浅草・仲見世通りの店の多くはその時期、シャッターを下ろしていた。
行列ができる人気店だった『カツ吉』も当時の客足はかなり減り「どうもがいていいのかすら、わかりませんでした」と和美さんが言うように売り上げはガクンと落ちた。
3年を経て、それまでの世界が戻ってきたような現在、何を思っているのだろうか。
「あの地獄の日々、どん底を味わったことは覚えておかなければなりません。苦しみを味わったからこそ、お客さまが戻ってきた今は何があっても辛くないですし、お客さまがお越しくださるありがたみと感謝の気持ちを持ち続けるという原点に立ち戻れました。
人に良いと書いて『食』。人は良き食から作られていくものです。通常通りの生活が戻りつつある中で、そういう原点を忘れてしまっている人が多いように感じます」
そうした“食の原点”でありたいと願い、フレンチのコックでもあった勝雄さんが開いたのが『元祖 カツ吉』だ。
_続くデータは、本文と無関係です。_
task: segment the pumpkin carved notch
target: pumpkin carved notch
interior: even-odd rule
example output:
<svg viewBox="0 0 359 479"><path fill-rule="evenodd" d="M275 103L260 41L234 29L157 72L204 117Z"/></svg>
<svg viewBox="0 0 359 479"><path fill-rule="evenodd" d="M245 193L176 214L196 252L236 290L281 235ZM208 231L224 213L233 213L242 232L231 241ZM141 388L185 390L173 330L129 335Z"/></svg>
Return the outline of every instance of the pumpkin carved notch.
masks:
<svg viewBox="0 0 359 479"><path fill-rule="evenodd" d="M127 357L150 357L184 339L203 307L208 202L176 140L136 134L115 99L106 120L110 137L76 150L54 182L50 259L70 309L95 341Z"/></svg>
お客さんに喜んでほしいという思いで勝雄さんが開発したメニューはなんと50種類以上! その多くは、豚上ロース肉の間に具材を挟み、衣をつけて揚げるという手をかけたもの。さまざまな素材を生かしたラインナップだ。
名物の「味噌とんかつ」(単品1300円)は、独自の発酵製法を施した自家製味噌を中に閉じ込めている。
初代のアイデアが光る「納豆とんかつ」(単品1730円)や「餃子とんかつ」(単品1730円)、気温や季節などによりチーズのブレンドを変えるという「チーズとんかつ」(単品1470円)なども人気だ。
最近は特に名物の味噌やチーズなど、発酵食品を使用したメニューがよく出るそう。
一見しただけではどんな料理かわからないメニューが載っているのも『カツ吉』のユニークさだ。
例えば「ザ・スペシャル」(単品1780円)は、海苔とネギとカツオ節がとんかつの中に隠されている。
和食材の旨みが詰まっているから食べ飽きないし、シンプルだからこそ肉のおいしさがよくわかる一品だ。
ちなみに、何がスペシャルかというと、初代が毎日入荷する肉のコンディションを確かめるときにこのメニューで肉の質と味の見極めをしていたからだとか。
現在は先代の味を忠実に再現できる約30種類に絞って提供。気になるメニューが目白押しなので、ぜひ一度足を運んでみてはいかがだろうか。